Post some pics and tell us the story behind the find!!!


----------



## M & M cycle (Aug 17, 2014)

*Michaels latest Schwinn*

Michael picked this up 30 miles from home off a cl ad, the frame has been repainted and it has the wrong fenders, but the tank still has its original paint so he is going to use it on his original paint 40 DX (2nd pic) that he picked up this spring, we will post more pictures of the 40 DX when he gets the tank on and gets the bike cleaned and detailed, thank you all for the help so far, we really do appreciate it, Mark & Michael


----------



## Overhauler (Aug 17, 2014)

*Sting-Ray's*

Picked up a 1964 Flamboyant Lime Deluxe Sting-Ray that will make a nice original , and a 5 speed Flamboyant Red Sting-Ray.
 Lee


----------



## 41rollfast (Aug 17, 2014)

Overhauler said:


> Picked up a 1964 Flamboyant Lime Deluxe Sting-Ray that will make a nice original , and a 5 speed Flamboyant Red Sting-Ray.
> Lee






Flamboyant 64 is a great score, ESPECIALY if that's the price tag on the handlebar!!
One of my favorites.


----------



## Overhauler (Aug 17, 2014)

41rollfast said:


> Flamboyant 64 is a great score, ESPECIALY if that's the price tag on the handlebar!!
> One of my favorites.



 That is the lot#, I bought it via phone bid at an auction , then had to drive 175 miles one way to get it.

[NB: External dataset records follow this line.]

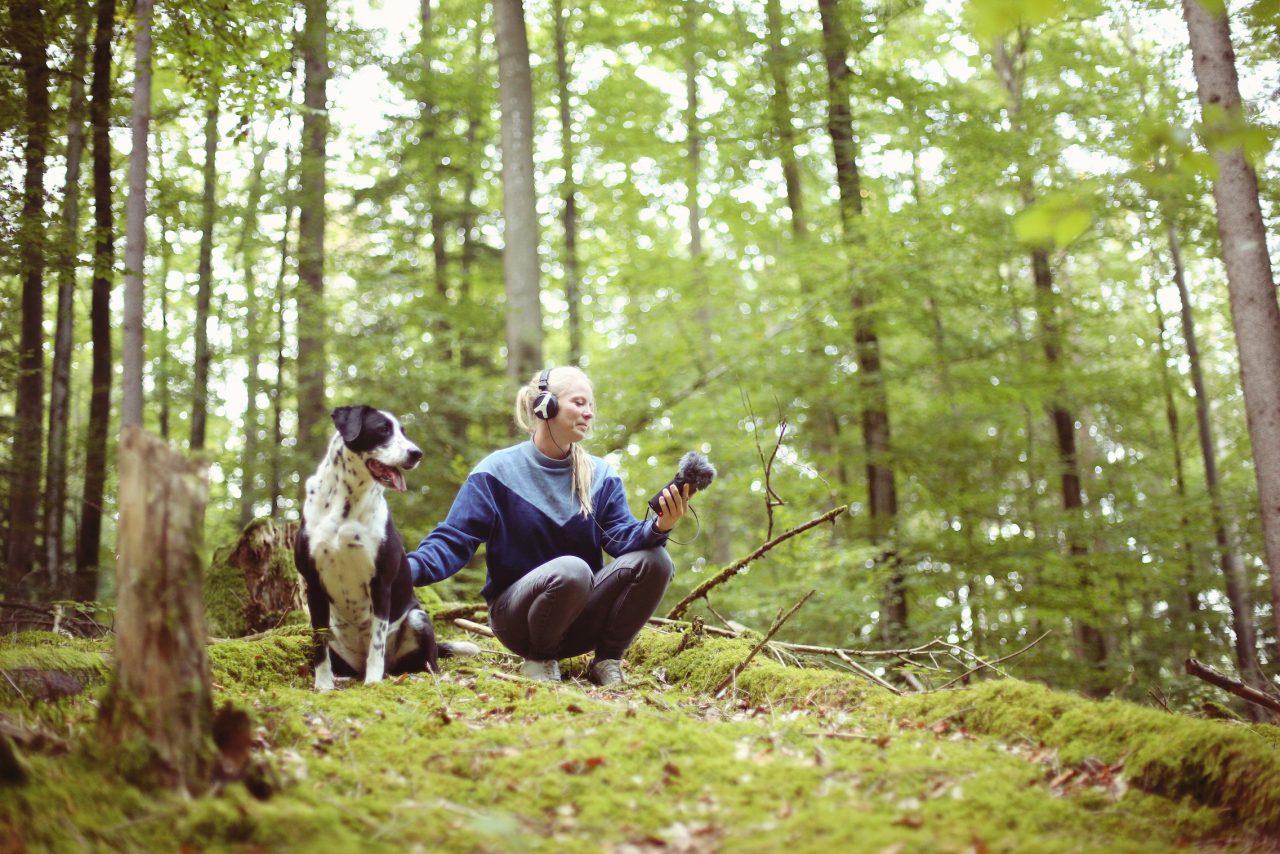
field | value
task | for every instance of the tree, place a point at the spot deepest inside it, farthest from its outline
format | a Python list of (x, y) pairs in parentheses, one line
[(1255, 313), (30, 33), (100, 310), (519, 200), (136, 220), (69, 241), (311, 222)]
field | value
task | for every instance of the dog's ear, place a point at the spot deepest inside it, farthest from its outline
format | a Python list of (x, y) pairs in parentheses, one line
[(348, 420)]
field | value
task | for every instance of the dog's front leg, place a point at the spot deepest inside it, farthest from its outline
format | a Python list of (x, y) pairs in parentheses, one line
[(318, 603), (380, 599)]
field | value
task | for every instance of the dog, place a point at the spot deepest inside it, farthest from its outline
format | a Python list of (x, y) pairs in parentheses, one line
[(365, 619)]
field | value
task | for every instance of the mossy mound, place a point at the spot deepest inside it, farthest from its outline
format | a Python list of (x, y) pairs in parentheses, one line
[(475, 758)]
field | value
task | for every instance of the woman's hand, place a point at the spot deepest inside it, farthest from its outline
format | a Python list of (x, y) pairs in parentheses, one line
[(673, 507)]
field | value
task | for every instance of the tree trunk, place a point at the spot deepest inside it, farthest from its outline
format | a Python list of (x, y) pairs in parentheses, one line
[(247, 250), (31, 39), (568, 190), (64, 337), (519, 201), (882, 491), (205, 278), (1255, 313), (1233, 566), (780, 103), (161, 698), (100, 310), (311, 223), (136, 220), (1092, 643)]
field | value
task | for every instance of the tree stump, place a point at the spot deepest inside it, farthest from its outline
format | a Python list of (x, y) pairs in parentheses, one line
[(159, 708)]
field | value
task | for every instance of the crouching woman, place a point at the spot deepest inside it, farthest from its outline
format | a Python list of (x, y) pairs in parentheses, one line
[(545, 510)]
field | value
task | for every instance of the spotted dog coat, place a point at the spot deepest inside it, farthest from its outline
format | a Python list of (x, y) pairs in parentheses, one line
[(364, 613)]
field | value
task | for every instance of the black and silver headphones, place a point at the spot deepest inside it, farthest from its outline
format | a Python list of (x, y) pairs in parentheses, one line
[(545, 406)]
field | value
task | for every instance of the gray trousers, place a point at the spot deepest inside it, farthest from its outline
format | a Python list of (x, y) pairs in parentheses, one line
[(562, 608)]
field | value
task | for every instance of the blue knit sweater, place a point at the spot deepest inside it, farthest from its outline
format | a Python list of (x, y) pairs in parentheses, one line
[(520, 503)]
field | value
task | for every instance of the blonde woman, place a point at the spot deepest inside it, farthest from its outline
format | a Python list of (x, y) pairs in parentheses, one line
[(544, 508)]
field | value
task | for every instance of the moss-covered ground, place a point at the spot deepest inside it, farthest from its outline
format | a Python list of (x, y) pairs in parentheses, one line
[(475, 758)]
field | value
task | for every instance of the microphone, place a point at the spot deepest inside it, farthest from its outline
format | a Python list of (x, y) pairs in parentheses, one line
[(694, 470)]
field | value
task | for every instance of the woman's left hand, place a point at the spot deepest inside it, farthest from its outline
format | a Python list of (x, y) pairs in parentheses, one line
[(673, 507)]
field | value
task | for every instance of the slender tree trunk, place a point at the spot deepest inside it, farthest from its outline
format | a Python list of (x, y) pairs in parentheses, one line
[(247, 250), (31, 37), (100, 310), (311, 222), (519, 200), (205, 278), (64, 339), (568, 190), (1255, 313), (780, 101), (1092, 643), (882, 489), (1233, 566), (136, 220)]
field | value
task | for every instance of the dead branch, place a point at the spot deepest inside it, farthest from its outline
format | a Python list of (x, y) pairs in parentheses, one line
[(1228, 684), (734, 569), (773, 630)]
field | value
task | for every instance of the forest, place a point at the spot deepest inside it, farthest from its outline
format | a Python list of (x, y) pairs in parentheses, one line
[(991, 275)]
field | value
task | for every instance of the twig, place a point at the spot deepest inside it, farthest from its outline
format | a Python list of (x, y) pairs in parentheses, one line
[(734, 569), (476, 628), (1228, 684), (865, 674), (974, 670), (773, 630)]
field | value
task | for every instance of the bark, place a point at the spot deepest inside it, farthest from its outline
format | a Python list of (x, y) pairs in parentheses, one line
[(32, 42), (568, 190), (247, 251), (311, 224), (519, 204), (780, 103), (1089, 638), (161, 697), (205, 278), (1233, 566), (64, 339), (100, 310), (882, 491), (136, 220), (1255, 313)]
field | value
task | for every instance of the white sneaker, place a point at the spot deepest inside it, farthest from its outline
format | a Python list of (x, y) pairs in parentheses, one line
[(543, 671), (606, 671), (458, 649)]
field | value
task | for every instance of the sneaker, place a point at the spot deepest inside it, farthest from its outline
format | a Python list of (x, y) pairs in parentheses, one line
[(606, 671), (458, 649), (542, 671)]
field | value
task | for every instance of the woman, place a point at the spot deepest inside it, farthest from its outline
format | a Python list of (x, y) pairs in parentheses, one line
[(544, 510)]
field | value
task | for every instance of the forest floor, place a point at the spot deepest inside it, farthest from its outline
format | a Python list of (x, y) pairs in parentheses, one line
[(479, 759)]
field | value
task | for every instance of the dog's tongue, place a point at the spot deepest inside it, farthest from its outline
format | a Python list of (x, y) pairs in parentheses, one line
[(389, 476)]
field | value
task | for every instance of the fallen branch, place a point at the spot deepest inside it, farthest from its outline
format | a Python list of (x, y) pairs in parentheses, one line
[(475, 628), (773, 630), (734, 569), (1228, 684)]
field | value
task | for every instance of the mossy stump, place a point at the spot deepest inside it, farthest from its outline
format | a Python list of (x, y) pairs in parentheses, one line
[(158, 713)]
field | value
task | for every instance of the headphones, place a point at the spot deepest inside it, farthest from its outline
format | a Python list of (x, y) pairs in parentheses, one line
[(545, 406)]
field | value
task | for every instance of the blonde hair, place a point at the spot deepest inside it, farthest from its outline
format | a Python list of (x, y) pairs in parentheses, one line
[(580, 464)]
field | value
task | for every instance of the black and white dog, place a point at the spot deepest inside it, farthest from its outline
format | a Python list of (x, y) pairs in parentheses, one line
[(348, 552)]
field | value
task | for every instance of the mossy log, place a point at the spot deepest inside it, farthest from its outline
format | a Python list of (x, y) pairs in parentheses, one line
[(159, 708)]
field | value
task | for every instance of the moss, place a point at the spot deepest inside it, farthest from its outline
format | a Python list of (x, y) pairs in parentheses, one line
[(225, 594)]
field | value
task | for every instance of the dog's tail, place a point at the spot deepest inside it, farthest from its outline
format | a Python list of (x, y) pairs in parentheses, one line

Hard to find in decent original condition, i will do a before and after when I get it done.
 Thanks , Lee


----------



## rollfaster (Aug 18, 2014)

*Sweet finds lee...*

Really dig that green 64 with the polo seat. Rob.


----------



## greenephantom (Aug 21, 2014)

Picked up a very crusty original owner 1951 standard straightbar (skiptooth) with dealer add-on springer from the original owner (who happened to be selling off his shuttered machete factory property, no joke). Black and ivory. Last saw service in the 1970s. It's a rust bucket, but very original. I don't have the heart to part it out, so it's getting the Nexus 7 treatment (alloy hoops and all, the original chrome S-2s rusted all to hell with brittle spokes) with Quick Brick tires and a skiptooth-ectomy to the drivetrain. When it's done it'll still look like hell, but it'll also go like hell as well. It's all apart (thanks to Liquid Wrench and an electric impact wrench) with the exception of the secondary headset nut (anyone have an 8-point 1 & 9/16" socket to lend?), which will likely have to be surgically removed with the angle grinder.
-Geoff


----------



## SJ_BIKER (Aug 22, 2014)

*1955 schwinn metallic red phantom*

i picked this metallic red phantom from a fellow caber.... gonna spruce it up....too rusteh for my liking


----------



## dean724 (Aug 23, 2014)

*8/23/14*

i picked up a 1974 suburban......a 1972 speedster.....and a 1973 red sting ray.....the sting ray has weak wheels bars and seat.....but the frame is clean as is the chain guard..red sparkle grips are good too......will post sale of frame and parts soon.....anyone interested contact me before sale is posted at > dean.724@live.com


----------



## joebjorklund (Aug 24, 2014)

*Picked up at a garage sale this weekend.*

This was a great pick up, riding condition after new tires and some fender dents taken out.


----------



## frank 81 (Aug 24, 2014)

*1941 Henderson*

Needs some TLC, Will be a  nice project for someone.View attachment 166141


----------



## sloar (Aug 25, 2014)

Not as nice as the others, but I picked this 1976 Suburban up at a rummage sale for $25.


----------